ROME (Reuters) - Italy’s Chamber of Deputies on Wednesday approved legislation that requires the country to run balanced budgets, but whether the Senate will convert it into law before parliament is dissolved is still unclear.
The measure has been closely watched on financial markets, concerned that the unexpectedly early end to Prime Minister Mario Monti’s government will hold up key pieces of legislation.
If made law, the balanced budget amendment will take effect in 2014. The amendment was introduced after the passage of a European Union treaty, known as the fiscal compact, whose aim was to bolster fiscal discipline amid the euro zone crisis.

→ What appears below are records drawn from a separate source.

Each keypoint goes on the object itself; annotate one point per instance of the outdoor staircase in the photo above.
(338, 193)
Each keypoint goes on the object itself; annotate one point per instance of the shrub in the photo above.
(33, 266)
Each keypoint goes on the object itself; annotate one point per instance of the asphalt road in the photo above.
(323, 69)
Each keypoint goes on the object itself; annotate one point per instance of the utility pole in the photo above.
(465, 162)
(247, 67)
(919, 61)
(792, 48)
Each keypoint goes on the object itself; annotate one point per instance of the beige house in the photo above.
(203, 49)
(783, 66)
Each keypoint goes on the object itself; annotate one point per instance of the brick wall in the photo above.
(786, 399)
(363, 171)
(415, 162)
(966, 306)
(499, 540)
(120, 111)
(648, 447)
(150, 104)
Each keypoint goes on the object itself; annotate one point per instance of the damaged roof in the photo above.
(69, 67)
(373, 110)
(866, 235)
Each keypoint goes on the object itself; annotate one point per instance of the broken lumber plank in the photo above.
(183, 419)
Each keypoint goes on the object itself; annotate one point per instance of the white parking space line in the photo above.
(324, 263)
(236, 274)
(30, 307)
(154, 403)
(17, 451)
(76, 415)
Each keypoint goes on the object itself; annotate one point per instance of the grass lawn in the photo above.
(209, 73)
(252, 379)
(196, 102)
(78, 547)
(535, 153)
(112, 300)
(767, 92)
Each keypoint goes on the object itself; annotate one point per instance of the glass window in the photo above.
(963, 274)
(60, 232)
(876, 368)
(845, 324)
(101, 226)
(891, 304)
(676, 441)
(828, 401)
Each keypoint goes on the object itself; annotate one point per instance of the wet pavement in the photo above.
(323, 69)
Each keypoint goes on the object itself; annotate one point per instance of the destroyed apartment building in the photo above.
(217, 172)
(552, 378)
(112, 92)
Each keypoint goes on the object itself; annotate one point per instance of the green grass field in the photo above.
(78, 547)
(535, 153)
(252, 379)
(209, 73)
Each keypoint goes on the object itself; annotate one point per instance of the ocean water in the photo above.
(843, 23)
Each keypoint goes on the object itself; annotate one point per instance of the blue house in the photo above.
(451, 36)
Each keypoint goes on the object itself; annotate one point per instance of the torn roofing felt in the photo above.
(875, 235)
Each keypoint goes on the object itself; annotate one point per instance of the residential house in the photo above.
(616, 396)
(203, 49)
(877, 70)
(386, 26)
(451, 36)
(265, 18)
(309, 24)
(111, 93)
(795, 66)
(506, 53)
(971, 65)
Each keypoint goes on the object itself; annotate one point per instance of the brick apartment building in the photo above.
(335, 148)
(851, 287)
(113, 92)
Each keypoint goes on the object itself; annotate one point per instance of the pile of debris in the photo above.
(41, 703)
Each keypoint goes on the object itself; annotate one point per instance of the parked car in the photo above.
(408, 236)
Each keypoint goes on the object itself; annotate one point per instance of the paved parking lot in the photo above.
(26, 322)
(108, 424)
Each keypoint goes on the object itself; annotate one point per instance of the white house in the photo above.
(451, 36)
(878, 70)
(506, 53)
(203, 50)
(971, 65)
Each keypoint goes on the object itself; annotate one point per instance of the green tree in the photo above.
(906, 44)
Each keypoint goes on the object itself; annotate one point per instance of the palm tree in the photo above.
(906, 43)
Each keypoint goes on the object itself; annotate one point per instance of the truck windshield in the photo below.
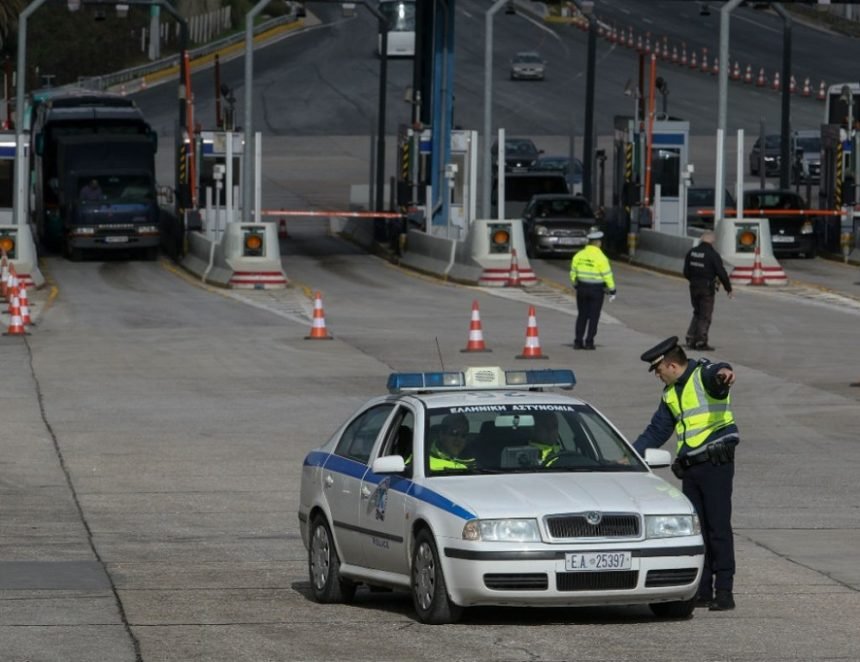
(116, 189)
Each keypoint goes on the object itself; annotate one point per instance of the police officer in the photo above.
(702, 267)
(446, 452)
(591, 277)
(696, 405)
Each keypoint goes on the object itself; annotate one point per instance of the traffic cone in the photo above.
(476, 333)
(531, 350)
(514, 275)
(16, 325)
(318, 330)
(758, 274)
(24, 303)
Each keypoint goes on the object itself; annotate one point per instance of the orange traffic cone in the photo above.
(476, 333)
(318, 330)
(532, 346)
(758, 273)
(24, 303)
(514, 275)
(16, 325)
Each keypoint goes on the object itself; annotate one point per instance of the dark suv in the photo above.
(557, 224)
(789, 234)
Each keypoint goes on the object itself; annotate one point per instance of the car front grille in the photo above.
(576, 526)
(672, 577)
(532, 581)
(596, 581)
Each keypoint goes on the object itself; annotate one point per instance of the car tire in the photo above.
(677, 610)
(429, 590)
(327, 585)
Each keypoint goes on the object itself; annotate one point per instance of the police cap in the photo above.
(657, 353)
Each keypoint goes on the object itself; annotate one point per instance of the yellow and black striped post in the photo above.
(837, 185)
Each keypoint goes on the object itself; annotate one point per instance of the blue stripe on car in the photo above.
(356, 469)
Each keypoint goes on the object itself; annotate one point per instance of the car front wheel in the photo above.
(673, 609)
(429, 590)
(324, 566)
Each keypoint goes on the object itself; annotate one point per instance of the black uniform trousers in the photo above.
(589, 302)
(702, 297)
(709, 487)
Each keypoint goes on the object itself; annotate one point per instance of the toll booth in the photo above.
(460, 175)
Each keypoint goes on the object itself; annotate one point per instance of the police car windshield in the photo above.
(522, 438)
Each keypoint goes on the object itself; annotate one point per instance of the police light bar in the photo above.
(480, 379)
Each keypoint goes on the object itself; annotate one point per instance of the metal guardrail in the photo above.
(108, 81)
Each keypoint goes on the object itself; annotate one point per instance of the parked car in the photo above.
(704, 197)
(790, 235)
(557, 224)
(520, 187)
(769, 158)
(562, 164)
(527, 65)
(807, 145)
(520, 154)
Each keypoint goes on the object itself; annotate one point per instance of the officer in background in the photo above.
(696, 405)
(702, 267)
(446, 452)
(591, 277)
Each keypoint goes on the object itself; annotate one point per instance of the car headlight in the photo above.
(670, 526)
(502, 530)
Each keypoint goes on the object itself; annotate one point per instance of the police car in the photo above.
(541, 503)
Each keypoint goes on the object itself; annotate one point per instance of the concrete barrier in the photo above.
(661, 251)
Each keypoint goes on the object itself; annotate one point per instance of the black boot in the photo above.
(724, 601)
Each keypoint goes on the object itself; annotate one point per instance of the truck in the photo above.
(93, 179)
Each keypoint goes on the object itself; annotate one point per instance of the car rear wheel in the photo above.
(673, 609)
(429, 590)
(324, 566)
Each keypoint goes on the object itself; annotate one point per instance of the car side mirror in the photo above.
(657, 458)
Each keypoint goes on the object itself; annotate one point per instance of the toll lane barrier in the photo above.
(248, 257)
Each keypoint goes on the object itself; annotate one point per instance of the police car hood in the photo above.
(535, 495)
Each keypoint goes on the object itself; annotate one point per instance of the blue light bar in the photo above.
(475, 379)
(424, 381)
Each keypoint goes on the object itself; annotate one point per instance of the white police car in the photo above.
(517, 511)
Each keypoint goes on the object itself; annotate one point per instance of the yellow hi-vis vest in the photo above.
(591, 266)
(697, 415)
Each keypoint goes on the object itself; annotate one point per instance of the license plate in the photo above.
(596, 561)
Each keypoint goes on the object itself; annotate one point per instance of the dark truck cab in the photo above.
(121, 209)
(790, 234)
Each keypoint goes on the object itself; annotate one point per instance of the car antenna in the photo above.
(439, 349)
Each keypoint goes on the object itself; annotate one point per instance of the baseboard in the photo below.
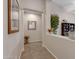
(21, 53)
(50, 52)
(34, 41)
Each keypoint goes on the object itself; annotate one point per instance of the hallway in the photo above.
(35, 51)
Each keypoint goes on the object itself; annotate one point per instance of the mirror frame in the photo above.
(9, 17)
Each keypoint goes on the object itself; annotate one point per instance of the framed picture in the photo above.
(13, 16)
(31, 25)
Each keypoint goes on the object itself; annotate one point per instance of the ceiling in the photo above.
(67, 5)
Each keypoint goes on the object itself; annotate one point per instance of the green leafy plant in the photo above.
(54, 22)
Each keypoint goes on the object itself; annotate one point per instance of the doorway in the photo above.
(32, 26)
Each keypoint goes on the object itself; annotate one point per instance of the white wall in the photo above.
(13, 43)
(33, 4)
(35, 35)
(62, 48)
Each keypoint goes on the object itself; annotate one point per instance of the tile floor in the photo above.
(35, 51)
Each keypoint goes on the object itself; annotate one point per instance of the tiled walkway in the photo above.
(36, 51)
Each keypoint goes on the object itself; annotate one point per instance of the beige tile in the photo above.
(35, 51)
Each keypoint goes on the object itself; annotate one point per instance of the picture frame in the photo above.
(13, 16)
(31, 25)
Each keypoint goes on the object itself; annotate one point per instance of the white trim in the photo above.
(50, 52)
(21, 53)
(34, 41)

The lower house voted 442 to three, with two abstentions, to approve the measure, which is needed to activate a constitutional amendment passed in April.
The Senate has not put the legislation on its pre-Christmas timetable, and parliament is widely expected to be dissolved just before or after the holiday.

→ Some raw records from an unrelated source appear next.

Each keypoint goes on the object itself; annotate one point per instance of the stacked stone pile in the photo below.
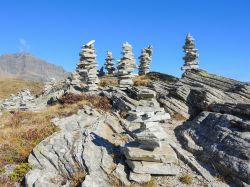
(126, 66)
(75, 78)
(191, 55)
(49, 85)
(109, 64)
(145, 60)
(23, 101)
(150, 153)
(87, 67)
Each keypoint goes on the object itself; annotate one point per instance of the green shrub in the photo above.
(19, 172)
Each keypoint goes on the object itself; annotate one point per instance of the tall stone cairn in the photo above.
(191, 55)
(109, 64)
(87, 67)
(126, 66)
(145, 60)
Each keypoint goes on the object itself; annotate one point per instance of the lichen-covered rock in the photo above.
(222, 140)
(80, 148)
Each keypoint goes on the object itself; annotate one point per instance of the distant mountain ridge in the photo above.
(28, 67)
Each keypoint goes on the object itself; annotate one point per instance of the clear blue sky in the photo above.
(54, 30)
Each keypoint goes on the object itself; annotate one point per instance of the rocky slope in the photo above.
(207, 137)
(26, 66)
(217, 130)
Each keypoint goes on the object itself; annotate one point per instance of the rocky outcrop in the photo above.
(223, 141)
(219, 132)
(197, 90)
(82, 147)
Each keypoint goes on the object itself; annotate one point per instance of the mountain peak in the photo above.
(27, 66)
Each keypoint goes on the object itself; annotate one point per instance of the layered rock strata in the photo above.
(150, 152)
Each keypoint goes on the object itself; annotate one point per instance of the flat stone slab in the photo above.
(164, 154)
(155, 168)
(139, 178)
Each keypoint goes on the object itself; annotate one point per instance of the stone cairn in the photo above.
(191, 55)
(109, 64)
(75, 78)
(87, 67)
(145, 60)
(126, 66)
(101, 72)
(149, 153)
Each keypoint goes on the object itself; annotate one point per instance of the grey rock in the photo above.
(224, 141)
(120, 173)
(155, 168)
(139, 178)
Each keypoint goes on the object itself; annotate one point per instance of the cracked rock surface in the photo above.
(79, 147)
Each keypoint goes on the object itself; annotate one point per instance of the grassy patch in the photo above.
(19, 172)
(12, 86)
(21, 132)
(186, 179)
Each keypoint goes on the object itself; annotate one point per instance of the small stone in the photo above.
(139, 178)
(121, 174)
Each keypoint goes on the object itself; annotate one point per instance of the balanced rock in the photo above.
(109, 64)
(126, 66)
(87, 67)
(191, 55)
(145, 60)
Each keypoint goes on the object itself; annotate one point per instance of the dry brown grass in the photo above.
(104, 82)
(12, 86)
(142, 80)
(21, 131)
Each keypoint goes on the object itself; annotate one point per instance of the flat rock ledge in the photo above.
(78, 149)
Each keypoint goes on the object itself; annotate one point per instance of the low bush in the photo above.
(19, 172)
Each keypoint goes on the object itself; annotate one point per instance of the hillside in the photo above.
(28, 67)
(12, 86)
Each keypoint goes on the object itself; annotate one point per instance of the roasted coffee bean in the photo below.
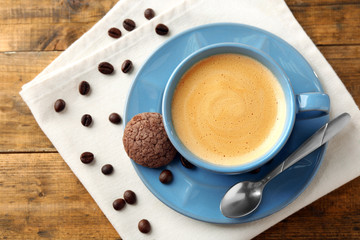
(107, 169)
(166, 176)
(119, 204)
(149, 13)
(115, 118)
(130, 197)
(106, 68)
(269, 162)
(255, 171)
(114, 32)
(129, 24)
(144, 226)
(86, 120)
(86, 157)
(126, 66)
(161, 29)
(84, 88)
(186, 163)
(59, 105)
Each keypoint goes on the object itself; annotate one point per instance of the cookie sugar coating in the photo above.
(146, 142)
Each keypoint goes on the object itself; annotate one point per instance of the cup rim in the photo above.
(176, 75)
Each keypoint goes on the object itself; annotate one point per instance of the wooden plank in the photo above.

Monti said on Saturday he would resign immediately after the 2013 budget is approved, which is expected sometime in the next two weeks.
Italy’s borrowing costs jumped on Monday after Monti announced his resignation and Silvio Berlusconi said he would run for power for a sixth time.
Failure to pass the budget measure might send the wrong message to markets before the national election, widely expected in February.
However, if the Senate does not approve the legislation, the new parliament will have plenty of time to pass it before the year-end deadline.
The president of the Senate budget committee, Antonio Azzollini, said on Tuesday it was still possible to vote on the amendment before parliament is dissolved if the main parties were willing to work quickly.
“I think we can make up for lost time,” he told reporters. “If there is a political agreement it can still be approved without problems”.